ECP takes up PTI foreign funding case today

Published June 2, 2020
The last hearing was scheduled for March 19, but was cancelled due to the lockdown. — AFP
The last hearing was scheduled for March 19, but was cancelled due to the lockdown. — AFP

ISLAMABAD: The Elec­tion Commission of Pakistan (ECP) will take up for hearing the foreign funding case against the Pakistan Tehreek-i-Insaf on Tuesday (today) after a break of over two months.

The last hearing was scheduled for March 19, but was cancelled due to the lockdown.

On Tuesday, the ECP is set to hear applications filed by Akbar S. Babar accusing the PTI of hurling death threats as well as harassing him through defamation cases.

The commission will deliberate on the petitioner’s written statement challenging the transparency of the scrutiny carried out by an ECP committee.

The ECP will hear the PTI’s latest application accusing the petitioner of leaking information to the media on the scrutiny process and passing disparaging remarks about its credibility.

The ECP’s scrutiny committee, formed in March 2018 to audit the PTI’s accounts for the 2009-13 period, is also scheduled to meet on Tuesday afternoon. The committee was initially mandated to complete the scrutiny of PTI accounts in one month. Later the timeframe was extended indefinitely.

The committee has so far met on 70 occasions, but has failed to complete its inquiry and submit its findings before the ECP.

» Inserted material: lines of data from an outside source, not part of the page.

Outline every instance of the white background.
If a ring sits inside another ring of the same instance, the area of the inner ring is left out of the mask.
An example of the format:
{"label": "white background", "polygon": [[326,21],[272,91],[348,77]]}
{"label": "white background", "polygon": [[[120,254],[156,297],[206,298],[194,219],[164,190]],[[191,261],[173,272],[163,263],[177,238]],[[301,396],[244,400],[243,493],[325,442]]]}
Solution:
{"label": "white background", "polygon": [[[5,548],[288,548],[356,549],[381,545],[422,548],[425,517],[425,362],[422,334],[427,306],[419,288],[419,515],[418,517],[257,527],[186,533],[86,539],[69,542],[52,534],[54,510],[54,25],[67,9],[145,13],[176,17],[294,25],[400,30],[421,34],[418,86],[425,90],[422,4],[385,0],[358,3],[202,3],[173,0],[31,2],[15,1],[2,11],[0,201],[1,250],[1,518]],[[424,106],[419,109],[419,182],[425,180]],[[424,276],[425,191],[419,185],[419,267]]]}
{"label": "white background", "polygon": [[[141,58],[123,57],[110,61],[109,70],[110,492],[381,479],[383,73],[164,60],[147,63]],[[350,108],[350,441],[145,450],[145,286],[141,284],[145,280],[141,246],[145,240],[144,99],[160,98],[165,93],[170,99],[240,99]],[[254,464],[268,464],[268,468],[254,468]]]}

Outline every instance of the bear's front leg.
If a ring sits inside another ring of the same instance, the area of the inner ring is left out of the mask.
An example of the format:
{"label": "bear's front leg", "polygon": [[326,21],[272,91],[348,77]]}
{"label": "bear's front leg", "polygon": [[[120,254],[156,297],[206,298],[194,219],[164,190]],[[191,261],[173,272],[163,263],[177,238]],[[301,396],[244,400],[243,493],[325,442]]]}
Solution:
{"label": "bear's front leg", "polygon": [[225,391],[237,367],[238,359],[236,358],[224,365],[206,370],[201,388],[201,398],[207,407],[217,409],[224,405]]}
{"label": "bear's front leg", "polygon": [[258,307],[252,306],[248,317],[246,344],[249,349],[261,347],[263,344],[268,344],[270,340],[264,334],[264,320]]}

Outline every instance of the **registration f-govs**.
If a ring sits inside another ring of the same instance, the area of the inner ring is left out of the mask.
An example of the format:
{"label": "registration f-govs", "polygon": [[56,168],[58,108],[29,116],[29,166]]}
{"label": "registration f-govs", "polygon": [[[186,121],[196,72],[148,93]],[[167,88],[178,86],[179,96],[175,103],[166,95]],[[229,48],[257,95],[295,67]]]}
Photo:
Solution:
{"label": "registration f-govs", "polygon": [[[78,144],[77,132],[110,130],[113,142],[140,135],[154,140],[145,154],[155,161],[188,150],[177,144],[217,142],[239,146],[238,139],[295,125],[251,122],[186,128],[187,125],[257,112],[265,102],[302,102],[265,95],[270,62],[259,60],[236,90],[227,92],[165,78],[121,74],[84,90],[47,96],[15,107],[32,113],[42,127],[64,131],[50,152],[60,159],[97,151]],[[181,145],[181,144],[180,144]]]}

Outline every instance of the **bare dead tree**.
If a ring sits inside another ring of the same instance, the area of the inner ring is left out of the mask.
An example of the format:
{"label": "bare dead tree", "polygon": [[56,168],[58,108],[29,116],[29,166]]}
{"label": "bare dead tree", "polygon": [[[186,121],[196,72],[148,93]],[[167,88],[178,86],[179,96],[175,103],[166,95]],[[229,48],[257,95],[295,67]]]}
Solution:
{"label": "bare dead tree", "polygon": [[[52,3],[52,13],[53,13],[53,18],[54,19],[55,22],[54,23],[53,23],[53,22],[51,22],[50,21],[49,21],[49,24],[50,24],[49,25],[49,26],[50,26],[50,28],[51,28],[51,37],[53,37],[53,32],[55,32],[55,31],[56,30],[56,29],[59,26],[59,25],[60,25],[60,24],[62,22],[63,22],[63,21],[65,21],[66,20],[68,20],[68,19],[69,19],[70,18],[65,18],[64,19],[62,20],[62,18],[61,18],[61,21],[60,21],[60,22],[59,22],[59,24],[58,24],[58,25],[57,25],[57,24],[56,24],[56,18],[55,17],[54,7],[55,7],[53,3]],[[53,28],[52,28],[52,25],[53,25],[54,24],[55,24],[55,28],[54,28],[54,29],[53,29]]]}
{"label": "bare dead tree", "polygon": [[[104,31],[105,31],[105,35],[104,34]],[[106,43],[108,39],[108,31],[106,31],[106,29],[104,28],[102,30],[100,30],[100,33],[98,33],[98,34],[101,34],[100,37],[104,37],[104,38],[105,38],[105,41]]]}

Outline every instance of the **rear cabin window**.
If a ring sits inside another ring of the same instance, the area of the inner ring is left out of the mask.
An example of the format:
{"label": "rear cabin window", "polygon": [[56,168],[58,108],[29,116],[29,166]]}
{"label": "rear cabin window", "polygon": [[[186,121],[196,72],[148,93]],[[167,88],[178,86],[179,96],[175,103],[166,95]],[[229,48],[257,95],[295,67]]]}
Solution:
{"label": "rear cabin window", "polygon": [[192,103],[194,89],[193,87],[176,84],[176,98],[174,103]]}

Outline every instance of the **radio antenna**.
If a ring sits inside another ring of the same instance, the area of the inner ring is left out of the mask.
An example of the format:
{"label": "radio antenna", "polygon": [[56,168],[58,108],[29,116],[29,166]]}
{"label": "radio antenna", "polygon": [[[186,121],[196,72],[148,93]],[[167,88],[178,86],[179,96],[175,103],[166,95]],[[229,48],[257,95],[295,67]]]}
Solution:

The ECP had last week issued a notice to Pakistan Muslim League-Nawaz Secretary General Ahsan Iqbal asking him to appear before it on June 2 (today) to present evidence against the PTI in the foreign funding case.

Ahsan Iqbal, through a letter to the ECP, had sought day-to-day hearing in the case as it has been pending for five years.

He had also asked the ECP to make public the record of undeclared accou­nts maintained by the party. Banks had shared the record with the commission on the State Bank’s directives.

The foreign funding case against PTI continues to linger before the ECP since Nov 2014, when it was filed by the party’s founding member, Akbar S. Babar.

He alleged serious financial irregularities in PTI’s accounts. The allegations made by Mr Babar included illegal sources of funding, concealment of bank acco­unts in the country and abroad, money laundering, and using private bank acc­ounts of PTI employees as a front to receive illegal donations from the Middle East.